Confession time. I, unlike Shichika, am no master in the art of anything, least of all dango-making. It turns out that dango is HARD to make. It seems so deceptively simple! There are very few ingredients, the cooking method simply requires you to place dumplings in boiling water, and there are no sauces or extras you need to complete the dish. It should be foolproof! Well, call me a fool because I don’t really think I mastered it.


Let’s first talk about this show. I finished it awhile ago with my best friend, Sarah, and I loved it! I like the art, I like the story, I LOVE Shichika and Togame. I could go on. But why should I? The ending was a blow to my heart, a punch in the stomach, a heartless, if necessary, final act. I liked the ending, but I felt severe loss nonetheless. Did anyone else feel this way? Also why is Shichika constantly sporting the WEED on his clothes? (Just kidding, I know it’s a maple leaf. But you have to admit…it looks suspicious.)

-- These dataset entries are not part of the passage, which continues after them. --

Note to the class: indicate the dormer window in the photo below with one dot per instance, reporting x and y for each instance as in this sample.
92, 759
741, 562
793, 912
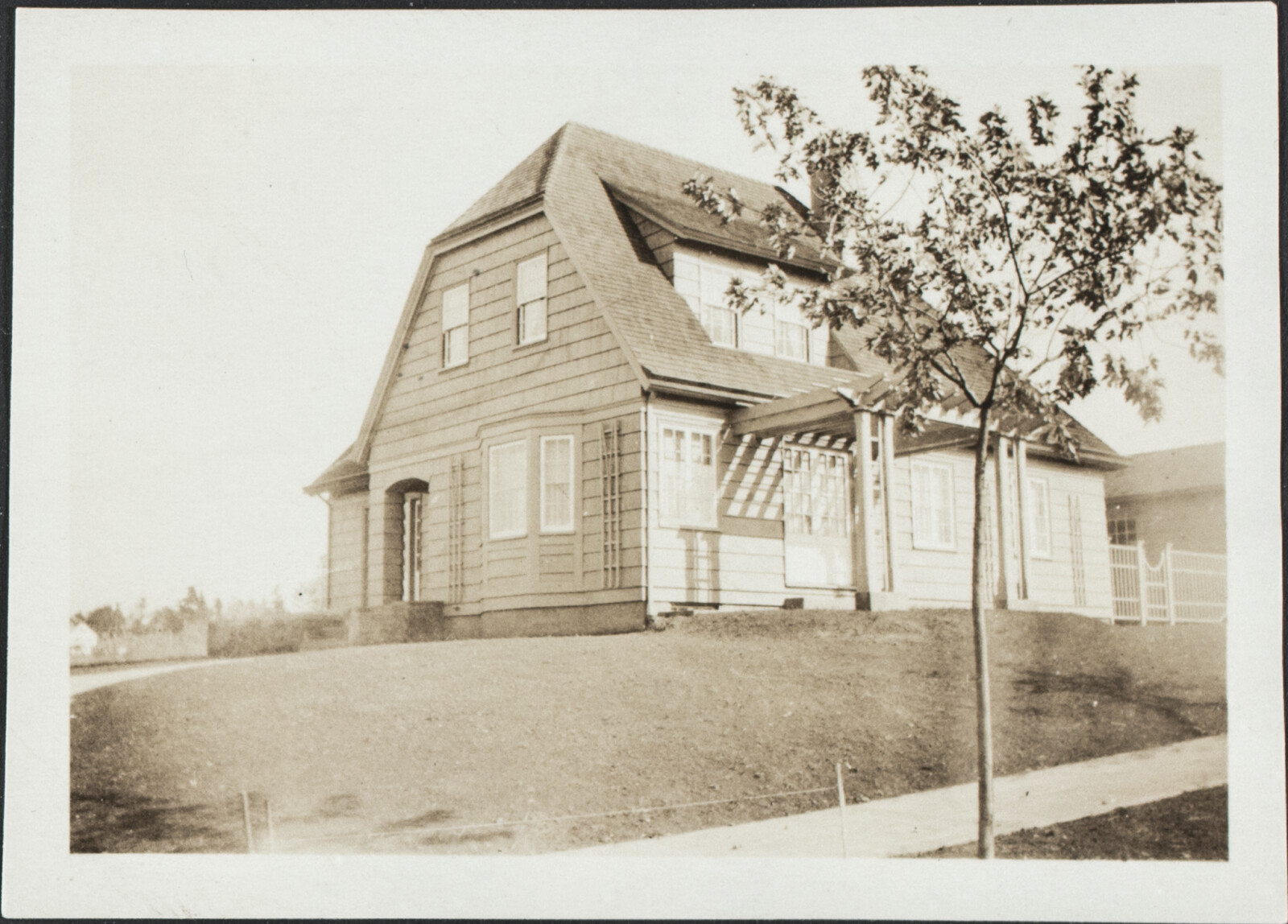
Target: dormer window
779, 331
704, 287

Anyway, my best friend just left me to go study abroad in Spain, and so I thought I should make a commemorative dish this week to celebrate her departure (And mourn her loss. Goodbye forever, Sarah. *single tear* See you in Korea.). I wanted the dish to be simple, and hanami dango match the season. In the episodes, you see Togame and Shichika eat them in episode 4, and then they’re eaten again in the last episode. They’re traditionally sakura flower viewing food (so spring time food), and it’s spring now so I thought it would be appropriate. Sadly, I learned that there’s a lot I don’t know about making dango. Learn from my mistakes.